A secondary concern to Clark involves its financial implications.
“I think the plan does not take into account the upfront cost as well as any ongoing costs. How do you approve a plan without knowing what the cost is?” he asked.
“Third, what is the return on our investment? I know we will never get 100% back. but there needs to be some justification for spending millions of dollars — how does it increase revenues for the city?”
Cawley also referred to the expense aspect: “A plan usually includes a timeline, associated costs and anticipated funding for completion.”
Clark additionally criticized the fact that the vote on the measure occurred during the same meeting as the public hearing when many citizens spoke against its passage.
“It appears the public hearing is a farce and that the decision (was) already made.”
Clark was one of those speaking during that session, saying he believed more information was needed before formalizing the plan.
But Thacker, his opponent, is comfortable with how it originated, citing the opportunity early on for citizens to have input at a series of workshops.
“There seemed to be a good turnout and plenty of discussion concerning the plan,” recalled Thacker, one of those there. “While attending these meetings there was a small amount of negative discussion for the plan, so I have been under the assumption that we all or most wanted to improve downtown with this plan.”
Now that a group of citizens is unhappy with the decision by the majority of the commissioners, Thacker says he needs additional information to better understand where everyone is coming from on the issue.
“We have a group that wants to keep Mount Airy the same and a group that attended those meetings that were working towards making a change.”
Leadership a factor?
Cawley thinks the ongoing conflict could have been avoided.
“Our present problem is not so much the proposed ideas, but instead the response to those ideas,” he suggested.
“Those for and against the ideas have felt the need to ‘dig in’ to protect their interests.
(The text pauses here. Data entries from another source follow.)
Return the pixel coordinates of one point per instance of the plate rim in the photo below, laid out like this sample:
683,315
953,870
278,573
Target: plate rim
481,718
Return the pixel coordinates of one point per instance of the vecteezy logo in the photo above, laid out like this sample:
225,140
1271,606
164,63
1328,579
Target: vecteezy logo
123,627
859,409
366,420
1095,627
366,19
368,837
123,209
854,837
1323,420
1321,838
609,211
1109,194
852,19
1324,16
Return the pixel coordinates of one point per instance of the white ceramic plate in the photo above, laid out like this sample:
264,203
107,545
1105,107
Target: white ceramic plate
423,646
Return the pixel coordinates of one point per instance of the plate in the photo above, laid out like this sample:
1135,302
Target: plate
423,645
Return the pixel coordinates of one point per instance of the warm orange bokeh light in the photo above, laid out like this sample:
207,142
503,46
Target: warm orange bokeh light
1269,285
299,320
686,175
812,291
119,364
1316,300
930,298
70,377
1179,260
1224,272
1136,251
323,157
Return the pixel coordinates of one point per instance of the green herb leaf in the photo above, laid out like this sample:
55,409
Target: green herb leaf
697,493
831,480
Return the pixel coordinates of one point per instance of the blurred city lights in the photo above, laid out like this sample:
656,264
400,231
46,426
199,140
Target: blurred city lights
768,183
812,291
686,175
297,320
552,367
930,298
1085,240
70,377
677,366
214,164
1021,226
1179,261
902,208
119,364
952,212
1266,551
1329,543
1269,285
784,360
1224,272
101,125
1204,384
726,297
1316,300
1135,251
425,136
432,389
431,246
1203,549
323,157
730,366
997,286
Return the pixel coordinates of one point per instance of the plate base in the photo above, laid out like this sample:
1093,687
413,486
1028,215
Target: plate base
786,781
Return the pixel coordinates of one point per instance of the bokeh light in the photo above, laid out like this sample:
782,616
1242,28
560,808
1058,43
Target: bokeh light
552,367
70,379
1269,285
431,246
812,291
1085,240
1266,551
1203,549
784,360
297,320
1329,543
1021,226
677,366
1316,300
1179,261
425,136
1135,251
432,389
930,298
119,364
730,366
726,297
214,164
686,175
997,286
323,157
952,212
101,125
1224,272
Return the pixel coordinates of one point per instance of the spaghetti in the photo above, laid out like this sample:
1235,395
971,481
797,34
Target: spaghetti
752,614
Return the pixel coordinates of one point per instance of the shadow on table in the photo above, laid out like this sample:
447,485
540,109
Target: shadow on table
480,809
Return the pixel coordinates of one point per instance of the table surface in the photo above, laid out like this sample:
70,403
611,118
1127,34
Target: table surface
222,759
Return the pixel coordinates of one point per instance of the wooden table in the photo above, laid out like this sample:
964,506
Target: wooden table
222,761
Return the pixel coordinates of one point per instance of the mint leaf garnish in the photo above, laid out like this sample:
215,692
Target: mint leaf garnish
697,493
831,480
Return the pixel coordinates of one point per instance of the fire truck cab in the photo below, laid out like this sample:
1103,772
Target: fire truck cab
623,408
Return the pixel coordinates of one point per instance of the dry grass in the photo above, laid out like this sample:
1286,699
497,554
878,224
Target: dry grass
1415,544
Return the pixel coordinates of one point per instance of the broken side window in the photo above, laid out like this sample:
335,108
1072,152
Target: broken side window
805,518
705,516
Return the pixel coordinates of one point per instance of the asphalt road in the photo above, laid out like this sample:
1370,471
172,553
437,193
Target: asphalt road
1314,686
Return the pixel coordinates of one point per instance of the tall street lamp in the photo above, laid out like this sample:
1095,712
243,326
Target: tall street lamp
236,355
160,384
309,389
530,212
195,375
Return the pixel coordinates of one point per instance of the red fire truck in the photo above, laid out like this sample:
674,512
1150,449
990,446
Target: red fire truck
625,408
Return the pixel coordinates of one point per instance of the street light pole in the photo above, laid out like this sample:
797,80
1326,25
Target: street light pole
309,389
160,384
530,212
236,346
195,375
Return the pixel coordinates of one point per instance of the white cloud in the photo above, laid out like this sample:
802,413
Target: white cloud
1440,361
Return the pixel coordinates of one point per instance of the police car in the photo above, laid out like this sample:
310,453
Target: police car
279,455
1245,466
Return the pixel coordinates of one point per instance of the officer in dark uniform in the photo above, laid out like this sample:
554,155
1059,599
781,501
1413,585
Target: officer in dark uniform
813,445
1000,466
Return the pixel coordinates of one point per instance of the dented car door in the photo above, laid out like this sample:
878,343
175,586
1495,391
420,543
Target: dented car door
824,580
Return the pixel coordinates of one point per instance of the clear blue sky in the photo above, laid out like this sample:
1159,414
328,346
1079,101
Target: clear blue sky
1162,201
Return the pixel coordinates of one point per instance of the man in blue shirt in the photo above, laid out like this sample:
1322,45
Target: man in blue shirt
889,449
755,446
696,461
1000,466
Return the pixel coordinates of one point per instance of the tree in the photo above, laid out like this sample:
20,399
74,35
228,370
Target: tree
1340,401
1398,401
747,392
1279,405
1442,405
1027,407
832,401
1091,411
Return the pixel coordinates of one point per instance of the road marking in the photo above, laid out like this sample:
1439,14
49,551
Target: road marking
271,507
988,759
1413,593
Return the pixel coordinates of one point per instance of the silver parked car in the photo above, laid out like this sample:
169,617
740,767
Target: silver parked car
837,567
Our community has been divided and the quarreling has been sad to watch.”
Cawley lays this at the feet of his opponent, Mayor Niland.
“If I had been the mayor, I would have publicly corrected the misinformation that was being spread and avoided the unnecessary vote by the commissioners after the public hearing,” he explained.
“The mayor should have also given assurances to those afraid of losing their livelihoods, due to construction-caused business interruption, that such would not be the case, Cawley says.
“Our mayor’s silence has only exasperated the issue.”